In a hearing yesterday before a U.S. House subcommittee, Maurice Baskin, general counsel for the association said the Labor Department’s administration of the Davis-Bacon Act has “hindered economic growth, increased the federal deficit and imposed an enormous paperwork burden on both contractors and the federal government.”

The 80-year-old act mandates wages on federal construction projects reflect the “prevailing” pay of construction companies in the local area.

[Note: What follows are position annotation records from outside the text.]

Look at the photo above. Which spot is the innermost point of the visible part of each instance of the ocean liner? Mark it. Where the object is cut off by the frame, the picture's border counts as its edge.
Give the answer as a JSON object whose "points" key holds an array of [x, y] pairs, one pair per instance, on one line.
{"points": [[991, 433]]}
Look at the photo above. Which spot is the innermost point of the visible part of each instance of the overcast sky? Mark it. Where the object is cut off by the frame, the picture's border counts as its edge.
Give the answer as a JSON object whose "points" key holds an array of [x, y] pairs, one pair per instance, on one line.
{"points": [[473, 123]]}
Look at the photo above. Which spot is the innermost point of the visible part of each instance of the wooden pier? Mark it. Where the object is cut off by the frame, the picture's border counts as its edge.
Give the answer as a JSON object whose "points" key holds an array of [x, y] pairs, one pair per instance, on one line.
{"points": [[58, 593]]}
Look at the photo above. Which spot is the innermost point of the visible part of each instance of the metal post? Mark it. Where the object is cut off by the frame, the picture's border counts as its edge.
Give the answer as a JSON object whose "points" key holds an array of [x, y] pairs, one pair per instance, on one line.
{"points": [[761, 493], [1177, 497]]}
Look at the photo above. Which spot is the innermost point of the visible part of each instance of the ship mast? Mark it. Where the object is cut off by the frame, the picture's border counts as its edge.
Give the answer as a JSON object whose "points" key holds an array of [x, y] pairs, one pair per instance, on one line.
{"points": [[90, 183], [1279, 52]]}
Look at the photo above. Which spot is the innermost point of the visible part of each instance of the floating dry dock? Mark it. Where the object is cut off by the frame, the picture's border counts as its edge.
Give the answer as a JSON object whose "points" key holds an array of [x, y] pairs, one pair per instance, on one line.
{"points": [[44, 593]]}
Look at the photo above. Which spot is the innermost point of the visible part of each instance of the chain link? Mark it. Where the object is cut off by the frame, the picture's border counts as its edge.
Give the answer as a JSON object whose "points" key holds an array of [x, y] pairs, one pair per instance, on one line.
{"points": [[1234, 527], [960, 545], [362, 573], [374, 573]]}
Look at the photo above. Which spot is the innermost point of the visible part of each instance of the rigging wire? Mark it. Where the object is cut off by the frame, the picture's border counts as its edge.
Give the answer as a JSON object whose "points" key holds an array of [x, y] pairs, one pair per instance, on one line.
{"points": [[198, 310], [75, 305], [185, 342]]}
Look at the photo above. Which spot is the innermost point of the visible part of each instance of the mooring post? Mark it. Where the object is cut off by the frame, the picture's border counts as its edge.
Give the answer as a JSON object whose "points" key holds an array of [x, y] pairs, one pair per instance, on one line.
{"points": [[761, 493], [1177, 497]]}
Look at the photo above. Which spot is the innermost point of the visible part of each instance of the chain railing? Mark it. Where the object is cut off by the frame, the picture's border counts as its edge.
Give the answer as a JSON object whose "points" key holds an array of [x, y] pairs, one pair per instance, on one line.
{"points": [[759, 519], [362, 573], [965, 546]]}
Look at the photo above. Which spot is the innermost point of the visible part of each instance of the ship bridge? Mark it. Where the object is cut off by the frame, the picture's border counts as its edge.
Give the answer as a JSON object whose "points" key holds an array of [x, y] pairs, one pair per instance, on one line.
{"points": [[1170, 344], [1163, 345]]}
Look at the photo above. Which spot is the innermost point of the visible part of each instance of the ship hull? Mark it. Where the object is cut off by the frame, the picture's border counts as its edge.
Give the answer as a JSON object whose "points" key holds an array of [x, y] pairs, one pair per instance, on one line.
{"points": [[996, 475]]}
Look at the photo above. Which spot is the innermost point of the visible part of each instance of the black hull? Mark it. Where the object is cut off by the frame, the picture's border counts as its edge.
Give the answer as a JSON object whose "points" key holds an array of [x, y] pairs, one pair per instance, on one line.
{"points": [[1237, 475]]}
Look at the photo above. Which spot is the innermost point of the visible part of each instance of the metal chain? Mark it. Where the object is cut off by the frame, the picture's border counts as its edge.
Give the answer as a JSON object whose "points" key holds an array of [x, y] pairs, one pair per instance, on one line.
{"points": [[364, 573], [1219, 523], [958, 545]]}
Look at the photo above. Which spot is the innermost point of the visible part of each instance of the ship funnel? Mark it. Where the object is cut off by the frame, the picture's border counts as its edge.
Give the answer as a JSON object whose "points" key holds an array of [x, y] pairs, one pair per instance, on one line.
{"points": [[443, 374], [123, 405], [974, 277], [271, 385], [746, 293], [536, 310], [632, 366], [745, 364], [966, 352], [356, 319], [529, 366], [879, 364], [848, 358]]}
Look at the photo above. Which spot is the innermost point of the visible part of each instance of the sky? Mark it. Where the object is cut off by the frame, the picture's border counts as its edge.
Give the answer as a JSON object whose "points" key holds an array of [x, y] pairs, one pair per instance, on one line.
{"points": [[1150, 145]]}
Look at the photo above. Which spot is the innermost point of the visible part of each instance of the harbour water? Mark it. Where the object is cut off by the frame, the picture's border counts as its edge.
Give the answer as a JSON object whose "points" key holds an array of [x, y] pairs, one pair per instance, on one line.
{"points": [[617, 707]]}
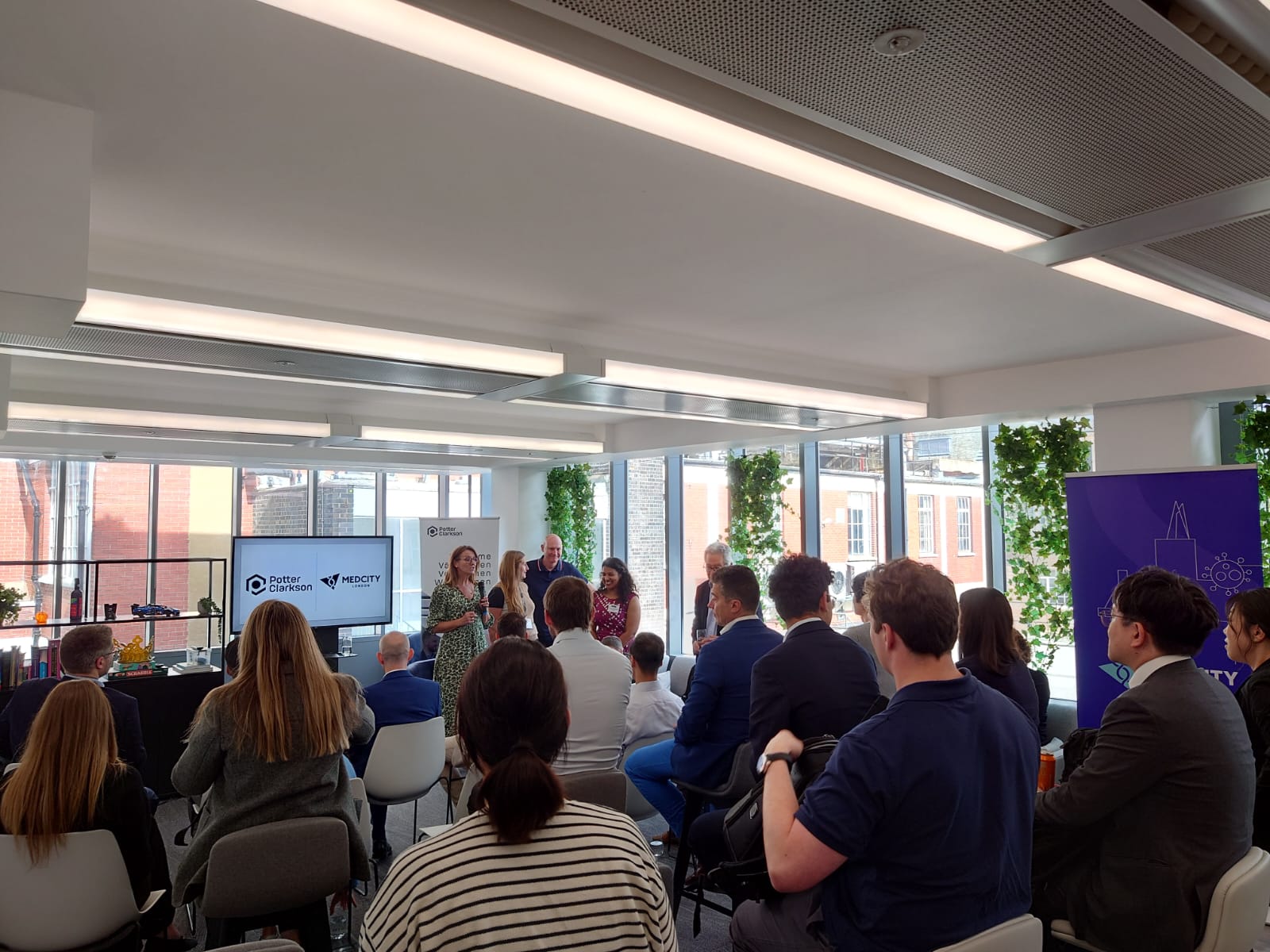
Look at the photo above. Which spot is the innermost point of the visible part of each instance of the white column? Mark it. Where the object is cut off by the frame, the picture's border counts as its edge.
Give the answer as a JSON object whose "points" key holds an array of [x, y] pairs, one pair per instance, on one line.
{"points": [[1156, 436], [46, 168]]}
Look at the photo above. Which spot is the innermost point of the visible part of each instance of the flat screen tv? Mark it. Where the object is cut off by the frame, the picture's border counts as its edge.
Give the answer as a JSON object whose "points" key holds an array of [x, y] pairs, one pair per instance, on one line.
{"points": [[334, 581]]}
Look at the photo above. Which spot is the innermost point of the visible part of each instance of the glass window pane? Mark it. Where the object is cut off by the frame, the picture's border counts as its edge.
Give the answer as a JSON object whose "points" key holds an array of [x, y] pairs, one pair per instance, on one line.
{"points": [[645, 528], [410, 497], [941, 469], [194, 520], [346, 503], [852, 514], [275, 503]]}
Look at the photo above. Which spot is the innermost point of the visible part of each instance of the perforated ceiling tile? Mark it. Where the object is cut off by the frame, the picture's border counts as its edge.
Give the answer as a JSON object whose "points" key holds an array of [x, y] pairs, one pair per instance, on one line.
{"points": [[1064, 102], [1237, 253]]}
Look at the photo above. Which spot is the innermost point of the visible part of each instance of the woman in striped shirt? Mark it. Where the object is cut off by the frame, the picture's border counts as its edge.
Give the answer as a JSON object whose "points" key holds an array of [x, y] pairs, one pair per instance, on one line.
{"points": [[530, 869]]}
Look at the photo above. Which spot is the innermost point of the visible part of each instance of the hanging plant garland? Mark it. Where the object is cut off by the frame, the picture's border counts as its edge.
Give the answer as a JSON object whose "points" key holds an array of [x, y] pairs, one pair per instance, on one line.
{"points": [[1030, 498]]}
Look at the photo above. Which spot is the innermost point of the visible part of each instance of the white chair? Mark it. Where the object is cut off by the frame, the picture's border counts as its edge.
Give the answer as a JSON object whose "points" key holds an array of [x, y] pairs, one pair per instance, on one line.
{"points": [[1022, 935], [88, 866], [406, 761], [1236, 916]]}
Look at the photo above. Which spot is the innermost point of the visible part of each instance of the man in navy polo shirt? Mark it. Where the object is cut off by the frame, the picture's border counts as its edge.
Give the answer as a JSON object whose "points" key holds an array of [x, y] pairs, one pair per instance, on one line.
{"points": [[918, 831], [539, 578]]}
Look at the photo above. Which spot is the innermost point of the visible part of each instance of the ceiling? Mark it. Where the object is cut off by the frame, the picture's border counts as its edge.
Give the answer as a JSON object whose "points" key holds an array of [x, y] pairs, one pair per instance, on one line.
{"points": [[248, 158]]}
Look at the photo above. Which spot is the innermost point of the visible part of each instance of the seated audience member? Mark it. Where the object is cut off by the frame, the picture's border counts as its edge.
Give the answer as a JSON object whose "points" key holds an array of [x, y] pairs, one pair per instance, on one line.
{"points": [[529, 869], [653, 708], [230, 659], [814, 683], [990, 651], [1246, 643], [715, 717], [71, 780], [270, 747], [1041, 681], [511, 625], [860, 634], [918, 833], [88, 654], [398, 698], [1132, 846], [598, 679]]}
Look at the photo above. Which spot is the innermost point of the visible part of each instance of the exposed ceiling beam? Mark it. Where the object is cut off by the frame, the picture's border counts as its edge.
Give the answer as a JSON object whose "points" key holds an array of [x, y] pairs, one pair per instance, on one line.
{"points": [[1208, 211]]}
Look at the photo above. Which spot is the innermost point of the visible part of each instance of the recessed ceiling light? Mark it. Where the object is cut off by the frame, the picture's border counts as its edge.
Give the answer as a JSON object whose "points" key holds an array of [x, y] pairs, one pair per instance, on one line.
{"points": [[114, 310], [406, 27]]}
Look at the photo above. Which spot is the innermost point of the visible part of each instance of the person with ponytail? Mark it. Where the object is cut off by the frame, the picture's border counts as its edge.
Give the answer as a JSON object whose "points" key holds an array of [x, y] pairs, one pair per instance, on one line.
{"points": [[71, 780], [529, 867], [270, 747]]}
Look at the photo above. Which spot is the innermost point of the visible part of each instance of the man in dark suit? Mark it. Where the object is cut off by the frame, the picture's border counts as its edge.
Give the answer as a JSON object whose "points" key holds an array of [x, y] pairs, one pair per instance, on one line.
{"points": [[1130, 850], [87, 653], [399, 697], [715, 719]]}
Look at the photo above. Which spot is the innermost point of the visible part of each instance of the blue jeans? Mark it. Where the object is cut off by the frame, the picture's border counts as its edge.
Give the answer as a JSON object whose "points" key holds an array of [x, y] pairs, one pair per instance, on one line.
{"points": [[649, 770]]}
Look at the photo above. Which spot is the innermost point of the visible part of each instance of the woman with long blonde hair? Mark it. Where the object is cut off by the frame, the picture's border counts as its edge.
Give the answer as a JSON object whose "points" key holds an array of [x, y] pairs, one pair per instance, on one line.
{"points": [[71, 780], [512, 594], [457, 613], [270, 747]]}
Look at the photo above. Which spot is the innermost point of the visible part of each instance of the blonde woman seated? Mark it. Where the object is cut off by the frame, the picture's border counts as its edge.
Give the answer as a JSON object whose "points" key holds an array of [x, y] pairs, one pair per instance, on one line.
{"points": [[270, 747], [530, 869], [71, 780]]}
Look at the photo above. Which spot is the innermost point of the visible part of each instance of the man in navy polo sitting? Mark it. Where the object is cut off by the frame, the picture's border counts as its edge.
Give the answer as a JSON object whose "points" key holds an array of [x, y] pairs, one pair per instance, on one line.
{"points": [[918, 831], [399, 697], [715, 717]]}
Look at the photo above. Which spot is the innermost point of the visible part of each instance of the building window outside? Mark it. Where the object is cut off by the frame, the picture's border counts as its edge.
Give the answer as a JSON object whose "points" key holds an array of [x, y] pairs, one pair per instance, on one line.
{"points": [[964, 535]]}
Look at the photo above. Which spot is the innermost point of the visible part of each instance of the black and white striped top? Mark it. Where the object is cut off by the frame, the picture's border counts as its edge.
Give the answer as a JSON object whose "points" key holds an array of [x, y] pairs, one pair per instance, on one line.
{"points": [[586, 881]]}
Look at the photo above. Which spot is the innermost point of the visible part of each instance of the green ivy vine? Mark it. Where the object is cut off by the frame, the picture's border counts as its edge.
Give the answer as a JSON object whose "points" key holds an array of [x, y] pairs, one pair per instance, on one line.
{"points": [[1030, 497], [1254, 447], [572, 514], [755, 486]]}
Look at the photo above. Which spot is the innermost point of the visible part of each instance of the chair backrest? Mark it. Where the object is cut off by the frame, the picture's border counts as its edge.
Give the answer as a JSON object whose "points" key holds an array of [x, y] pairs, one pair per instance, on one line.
{"points": [[679, 670], [406, 761], [637, 805], [276, 866], [1237, 913], [357, 787], [1022, 935], [33, 912], [602, 787]]}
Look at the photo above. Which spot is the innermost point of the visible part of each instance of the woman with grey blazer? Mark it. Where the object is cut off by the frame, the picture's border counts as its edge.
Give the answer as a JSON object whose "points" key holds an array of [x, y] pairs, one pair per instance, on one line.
{"points": [[268, 746]]}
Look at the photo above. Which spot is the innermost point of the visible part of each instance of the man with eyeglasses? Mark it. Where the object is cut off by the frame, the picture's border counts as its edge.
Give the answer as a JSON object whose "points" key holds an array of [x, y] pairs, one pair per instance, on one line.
{"points": [[1130, 850], [87, 654]]}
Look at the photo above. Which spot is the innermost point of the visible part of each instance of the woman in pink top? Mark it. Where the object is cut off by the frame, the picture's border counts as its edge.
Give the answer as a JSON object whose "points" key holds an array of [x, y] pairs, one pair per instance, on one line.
{"points": [[616, 603]]}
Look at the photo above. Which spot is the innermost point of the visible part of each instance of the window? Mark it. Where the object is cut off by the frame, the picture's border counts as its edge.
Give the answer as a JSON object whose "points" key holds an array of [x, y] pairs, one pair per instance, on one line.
{"points": [[926, 526], [964, 535]]}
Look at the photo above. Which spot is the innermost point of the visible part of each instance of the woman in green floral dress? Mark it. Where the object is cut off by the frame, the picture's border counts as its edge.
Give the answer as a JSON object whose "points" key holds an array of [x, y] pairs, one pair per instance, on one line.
{"points": [[456, 615]]}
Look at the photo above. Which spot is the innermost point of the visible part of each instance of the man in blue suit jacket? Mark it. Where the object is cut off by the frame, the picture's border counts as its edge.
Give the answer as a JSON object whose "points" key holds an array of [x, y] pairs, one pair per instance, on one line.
{"points": [[715, 719], [398, 698], [87, 653]]}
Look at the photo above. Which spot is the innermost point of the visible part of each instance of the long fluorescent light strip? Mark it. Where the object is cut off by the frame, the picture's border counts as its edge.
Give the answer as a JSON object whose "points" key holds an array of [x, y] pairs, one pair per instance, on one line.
{"points": [[432, 37], [664, 378], [135, 313], [154, 419], [1117, 278], [391, 435]]}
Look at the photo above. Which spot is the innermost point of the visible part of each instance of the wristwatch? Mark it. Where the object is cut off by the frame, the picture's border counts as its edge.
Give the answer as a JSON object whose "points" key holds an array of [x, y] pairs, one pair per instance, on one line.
{"points": [[766, 759]]}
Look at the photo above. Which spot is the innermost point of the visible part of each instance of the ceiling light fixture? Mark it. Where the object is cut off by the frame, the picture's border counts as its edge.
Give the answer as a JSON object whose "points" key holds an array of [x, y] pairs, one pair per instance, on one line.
{"points": [[668, 380], [391, 435], [432, 37], [1117, 278], [135, 313], [156, 419]]}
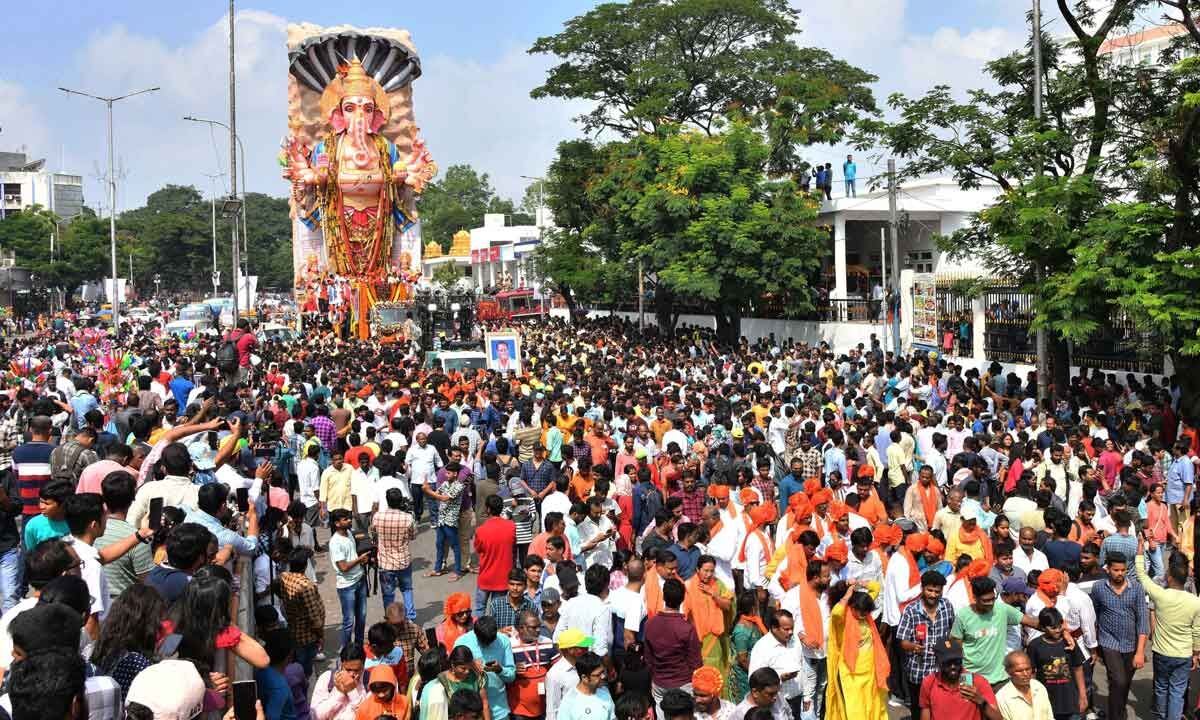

The ABC and other critics of the law say it typically mandates the payment of union scale, regardless of whether union companies work on the project, and makes construction more expensive.

“The department continues to use antiquated and outmoded wage and survey methods that guarantee inflated and erroneous wage determinations all over the country, inflating the cost of federal construction to taxpayers,” Baskin said. “First, the department continues to rely on wage surveys containing unacceptably low response rates instead of using sound statistical samples already made available through other government data collections. The department also has, in recent years, violated its own rules by importing wage rates from labor markets hundreds of miles apart. The resulting wage determinations bear little relation to actual local wages in the areas surveyed.

“ABC and others have repeatedly called on DOL to explore using alternative data to determine wage rates – such as data collected through the Bureau of Labor Statistics Occupational Employment Statistics program,” Baskin said. “DOL has refused to make this correction to the wage survey process, and has not provided any rational explanation.”